AI Actors

Transform a static image into a talking character. Provide text or upload an audio file, select a voice, and Vinci will generate a lip‑synced speaking video.
Based on the current app implementation. Some advanced options are Coming Soon.

Front-end controls

Inputs

  • Image: Upload character image (JPEG/PNG), minimum 512x512
  • Dialogue:
    • Text: Type your script
    • Audio: Upload your own recorded audio

Voice options

  • Vinci Voices: Curated professional voices
  • User Voices: Your voice clones created from audio samples
  • Voice Selection Mode:
    • “Vinci” (prebuilt)
    • “User” (custom)
  • Default fallback voice ID: 21m00Tcm4TlvDq8ikWAM

Output

  • Duration: Auto from text/audio
  • Format: MP4 (H.264/AAC)
  • Resolution: 1080p default

Advanced (defaults)

  • Frame rate: 30 fps
  • Batch size: 8
  • CRF: 19 (quality)
  • Audio processing: Automatic format detection/conversion
  • Seed: Randomized

Placeholders

  • “Type your dialogue here…”
  • “Click to type dialogue”
  • “Search by voice, character, or workflow…”

Typical workflow

1

Choose a character
2

Upload a clear, well-lit portrait image (or select from your Character Library).
3

Add dialogue
4

Type your script or upload an audio file. If you upload audio, text is optional.
5

Pick a voice
6

Choose a Vinci voice or one of your User voice clones.
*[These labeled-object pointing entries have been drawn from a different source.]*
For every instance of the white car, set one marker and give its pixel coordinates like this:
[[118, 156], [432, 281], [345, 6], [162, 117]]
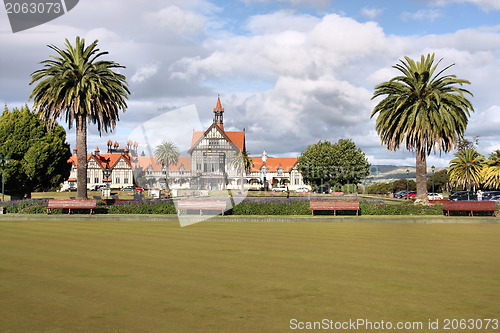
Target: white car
[[434, 196], [280, 189]]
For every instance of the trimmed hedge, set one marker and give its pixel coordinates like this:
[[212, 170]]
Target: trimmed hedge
[[249, 206], [142, 207], [266, 206]]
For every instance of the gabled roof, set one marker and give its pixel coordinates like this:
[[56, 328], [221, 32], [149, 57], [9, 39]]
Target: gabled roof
[[103, 160], [236, 138], [143, 162], [273, 163]]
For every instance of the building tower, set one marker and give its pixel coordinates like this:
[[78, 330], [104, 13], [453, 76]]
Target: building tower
[[219, 117]]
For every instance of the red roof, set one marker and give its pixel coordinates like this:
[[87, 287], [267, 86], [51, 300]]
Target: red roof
[[273, 163], [143, 162], [104, 160], [237, 138]]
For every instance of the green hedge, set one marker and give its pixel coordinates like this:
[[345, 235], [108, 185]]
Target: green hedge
[[272, 207], [399, 209], [142, 207], [249, 206]]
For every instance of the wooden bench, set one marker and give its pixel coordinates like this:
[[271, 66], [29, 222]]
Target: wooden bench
[[201, 205], [72, 204], [470, 206], [333, 205]]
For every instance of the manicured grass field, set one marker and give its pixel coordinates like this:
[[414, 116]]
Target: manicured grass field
[[98, 276]]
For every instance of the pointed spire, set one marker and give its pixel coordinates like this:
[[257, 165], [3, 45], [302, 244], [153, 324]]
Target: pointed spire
[[219, 110]]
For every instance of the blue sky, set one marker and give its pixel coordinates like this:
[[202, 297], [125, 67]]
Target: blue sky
[[290, 72]]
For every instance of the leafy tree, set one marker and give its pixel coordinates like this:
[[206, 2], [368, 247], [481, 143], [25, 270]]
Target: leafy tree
[[491, 171], [466, 168], [423, 110], [242, 163], [74, 85], [39, 159], [333, 164], [441, 181], [167, 154]]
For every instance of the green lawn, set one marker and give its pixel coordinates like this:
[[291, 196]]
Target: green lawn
[[98, 276]]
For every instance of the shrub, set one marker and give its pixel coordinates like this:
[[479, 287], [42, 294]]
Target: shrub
[[399, 209], [143, 207], [28, 206], [257, 206]]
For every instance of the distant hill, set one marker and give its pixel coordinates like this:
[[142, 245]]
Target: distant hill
[[389, 173]]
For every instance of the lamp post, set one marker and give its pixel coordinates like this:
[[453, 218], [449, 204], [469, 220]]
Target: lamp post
[[4, 160], [106, 173], [468, 180], [433, 169], [407, 175]]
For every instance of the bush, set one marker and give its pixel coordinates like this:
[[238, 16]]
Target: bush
[[399, 209], [257, 206], [28, 206], [143, 207]]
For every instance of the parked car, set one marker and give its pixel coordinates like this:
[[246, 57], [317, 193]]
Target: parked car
[[128, 188], [495, 197], [400, 194], [489, 194], [434, 196], [322, 189], [97, 187], [463, 195], [412, 194]]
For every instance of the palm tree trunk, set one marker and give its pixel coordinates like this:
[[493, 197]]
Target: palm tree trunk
[[81, 157], [421, 175]]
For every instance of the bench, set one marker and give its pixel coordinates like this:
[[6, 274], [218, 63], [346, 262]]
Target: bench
[[71, 204], [333, 205], [470, 206], [201, 205]]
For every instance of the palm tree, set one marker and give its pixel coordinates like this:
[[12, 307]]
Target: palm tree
[[491, 171], [466, 168], [242, 163], [166, 154], [422, 111], [74, 85]]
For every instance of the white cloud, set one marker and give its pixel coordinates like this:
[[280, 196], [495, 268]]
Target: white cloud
[[422, 15], [371, 13], [177, 19], [144, 72], [484, 4]]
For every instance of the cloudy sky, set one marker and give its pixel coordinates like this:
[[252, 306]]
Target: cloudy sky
[[289, 72]]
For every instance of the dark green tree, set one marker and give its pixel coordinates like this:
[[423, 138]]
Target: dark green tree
[[423, 110], [330, 164], [39, 159], [76, 86]]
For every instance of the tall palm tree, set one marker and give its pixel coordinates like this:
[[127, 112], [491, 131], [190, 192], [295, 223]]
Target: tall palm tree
[[242, 163], [167, 154], [466, 168], [491, 171], [77, 86], [422, 111]]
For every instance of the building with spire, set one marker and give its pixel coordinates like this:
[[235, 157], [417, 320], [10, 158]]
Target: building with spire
[[213, 152], [211, 164]]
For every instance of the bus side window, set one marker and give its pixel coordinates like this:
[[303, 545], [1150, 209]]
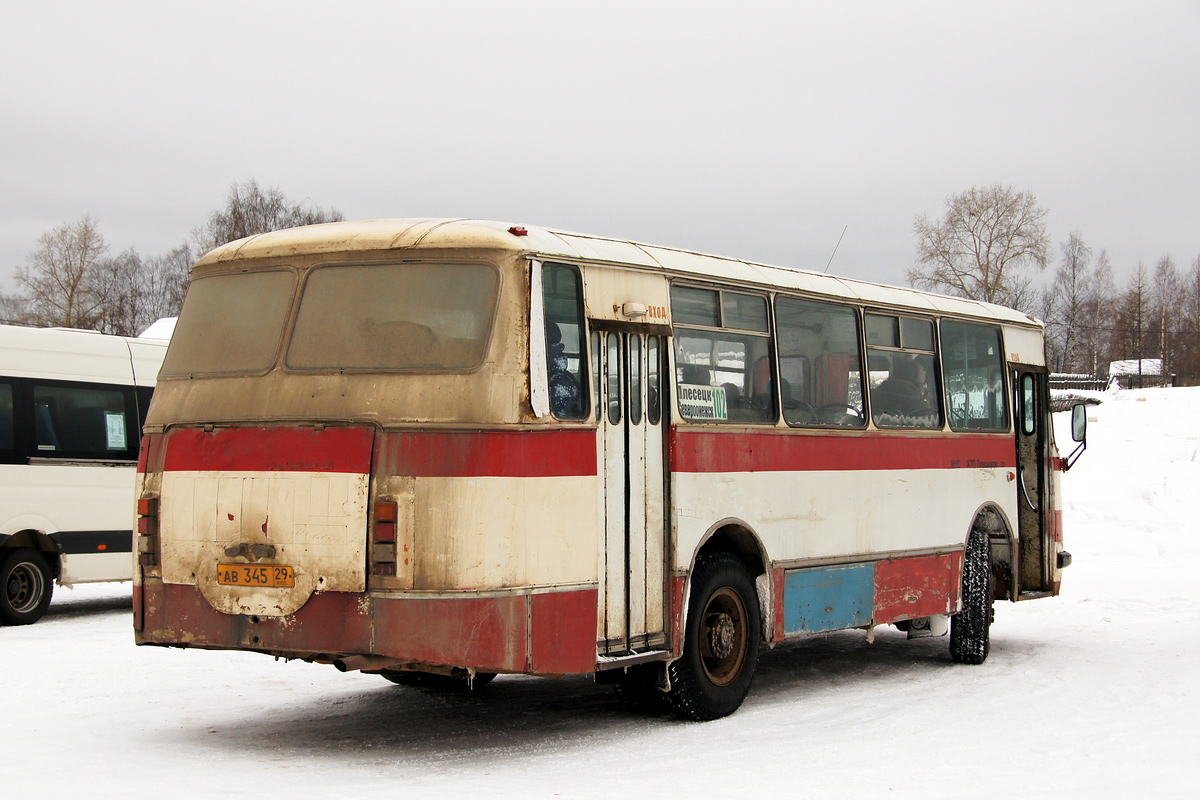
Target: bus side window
[[653, 397], [973, 376], [84, 421], [563, 300], [6, 438], [723, 342], [821, 380], [903, 371]]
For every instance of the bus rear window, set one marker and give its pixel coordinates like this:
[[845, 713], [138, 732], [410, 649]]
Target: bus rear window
[[231, 324], [395, 317]]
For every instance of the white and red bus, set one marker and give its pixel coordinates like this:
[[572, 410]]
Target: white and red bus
[[461, 447]]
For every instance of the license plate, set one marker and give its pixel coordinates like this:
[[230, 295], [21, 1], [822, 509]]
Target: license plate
[[253, 575]]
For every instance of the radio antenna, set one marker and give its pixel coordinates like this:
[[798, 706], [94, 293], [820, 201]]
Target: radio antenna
[[834, 250]]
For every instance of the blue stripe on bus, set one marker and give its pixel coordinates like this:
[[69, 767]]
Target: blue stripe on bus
[[73, 542], [828, 599]]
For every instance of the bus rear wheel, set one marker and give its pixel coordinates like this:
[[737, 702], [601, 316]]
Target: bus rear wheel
[[721, 635], [971, 627], [25, 587]]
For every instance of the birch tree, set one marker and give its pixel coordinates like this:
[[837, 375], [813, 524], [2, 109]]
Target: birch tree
[[252, 210], [59, 278], [977, 250]]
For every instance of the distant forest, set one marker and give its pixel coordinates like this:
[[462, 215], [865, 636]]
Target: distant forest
[[990, 244]]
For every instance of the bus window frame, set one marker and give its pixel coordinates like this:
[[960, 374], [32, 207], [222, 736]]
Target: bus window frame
[[768, 335], [285, 334], [936, 390], [298, 301], [857, 313]]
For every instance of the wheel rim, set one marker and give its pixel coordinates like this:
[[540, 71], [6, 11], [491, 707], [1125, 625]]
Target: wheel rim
[[723, 636], [24, 588]]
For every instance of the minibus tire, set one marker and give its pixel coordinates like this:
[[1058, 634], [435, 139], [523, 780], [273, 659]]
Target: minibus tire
[[721, 636], [970, 629], [25, 587]]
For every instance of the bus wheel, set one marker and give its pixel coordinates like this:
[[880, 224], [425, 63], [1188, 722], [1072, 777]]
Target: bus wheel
[[720, 651], [970, 627], [25, 587]]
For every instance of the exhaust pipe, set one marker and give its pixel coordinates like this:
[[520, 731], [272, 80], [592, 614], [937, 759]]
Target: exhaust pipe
[[354, 663]]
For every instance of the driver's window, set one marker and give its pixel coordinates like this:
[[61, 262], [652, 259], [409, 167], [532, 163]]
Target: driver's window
[[821, 377]]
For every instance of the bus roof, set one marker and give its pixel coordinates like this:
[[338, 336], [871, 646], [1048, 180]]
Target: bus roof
[[547, 244], [71, 354]]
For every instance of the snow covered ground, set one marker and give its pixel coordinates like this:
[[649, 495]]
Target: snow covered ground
[[1090, 695]]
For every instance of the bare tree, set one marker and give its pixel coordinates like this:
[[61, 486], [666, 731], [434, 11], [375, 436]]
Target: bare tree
[[1189, 308], [1133, 313], [59, 276], [13, 310], [119, 283], [251, 210], [987, 235], [167, 277], [1099, 311], [1165, 296], [1072, 290]]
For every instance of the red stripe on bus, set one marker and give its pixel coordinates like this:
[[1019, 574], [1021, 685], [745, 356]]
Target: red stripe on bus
[[727, 451], [270, 450], [499, 453]]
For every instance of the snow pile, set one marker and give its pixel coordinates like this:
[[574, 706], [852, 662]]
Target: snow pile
[[1090, 695]]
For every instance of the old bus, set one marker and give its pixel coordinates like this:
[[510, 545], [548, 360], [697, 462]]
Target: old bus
[[71, 410], [461, 447]]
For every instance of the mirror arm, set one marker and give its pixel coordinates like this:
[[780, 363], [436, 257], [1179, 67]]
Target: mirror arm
[[1069, 461]]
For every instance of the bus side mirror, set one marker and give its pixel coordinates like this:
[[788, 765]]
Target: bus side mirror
[[1079, 422], [1079, 433]]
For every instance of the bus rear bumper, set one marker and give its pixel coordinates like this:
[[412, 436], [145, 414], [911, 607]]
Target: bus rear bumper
[[541, 633]]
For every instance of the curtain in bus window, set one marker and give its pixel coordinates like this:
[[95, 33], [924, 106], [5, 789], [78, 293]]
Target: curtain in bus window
[[563, 310], [973, 373], [395, 317], [821, 379], [903, 372], [231, 324]]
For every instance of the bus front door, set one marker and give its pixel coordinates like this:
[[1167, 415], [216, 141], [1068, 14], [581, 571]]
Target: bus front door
[[628, 376], [1037, 546]]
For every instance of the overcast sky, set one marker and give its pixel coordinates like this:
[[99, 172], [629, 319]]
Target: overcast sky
[[757, 130]]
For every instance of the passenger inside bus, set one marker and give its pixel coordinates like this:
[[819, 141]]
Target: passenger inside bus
[[901, 394], [564, 389]]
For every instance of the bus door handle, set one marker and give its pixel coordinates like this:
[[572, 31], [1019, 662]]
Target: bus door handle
[[1026, 492]]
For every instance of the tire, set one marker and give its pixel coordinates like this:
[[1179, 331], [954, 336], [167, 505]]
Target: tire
[[25, 587], [442, 683], [970, 629], [721, 637]]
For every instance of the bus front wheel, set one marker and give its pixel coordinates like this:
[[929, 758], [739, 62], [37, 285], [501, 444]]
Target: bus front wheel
[[971, 627], [25, 587], [721, 635]]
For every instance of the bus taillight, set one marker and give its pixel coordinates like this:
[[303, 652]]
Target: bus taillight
[[383, 537], [148, 531]]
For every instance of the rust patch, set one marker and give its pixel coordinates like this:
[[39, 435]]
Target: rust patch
[[563, 636]]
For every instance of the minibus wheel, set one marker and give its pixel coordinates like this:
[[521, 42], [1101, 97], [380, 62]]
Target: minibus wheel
[[970, 629], [25, 587], [721, 635]]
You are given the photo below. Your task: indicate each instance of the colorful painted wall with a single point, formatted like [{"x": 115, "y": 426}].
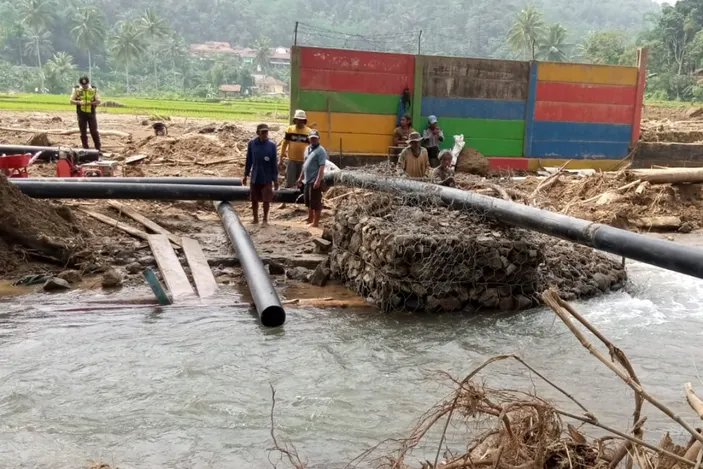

Leave empty to use the default fallback.
7

Generate and review
8

Start generation and monitor progress. Preview the output, then download or share.

Best practices

  • Use high-resolution faces with clear features
  • Keep scripts concise and natural
  • For uploads, provide clean audio (no background noise)
  • Align language of the text/voice with target audience
  • Test multiple voices to match character tone

Asset libraries

  • Characters: Pre‑made or uploaded (Images)
  • Voices: Vinci library and your cloned voices

Cost and usage

Coming Soon

  • Emotion/style controls
  • Phoneme‑level timing controls
  • Multi‑segment dialogue with pauses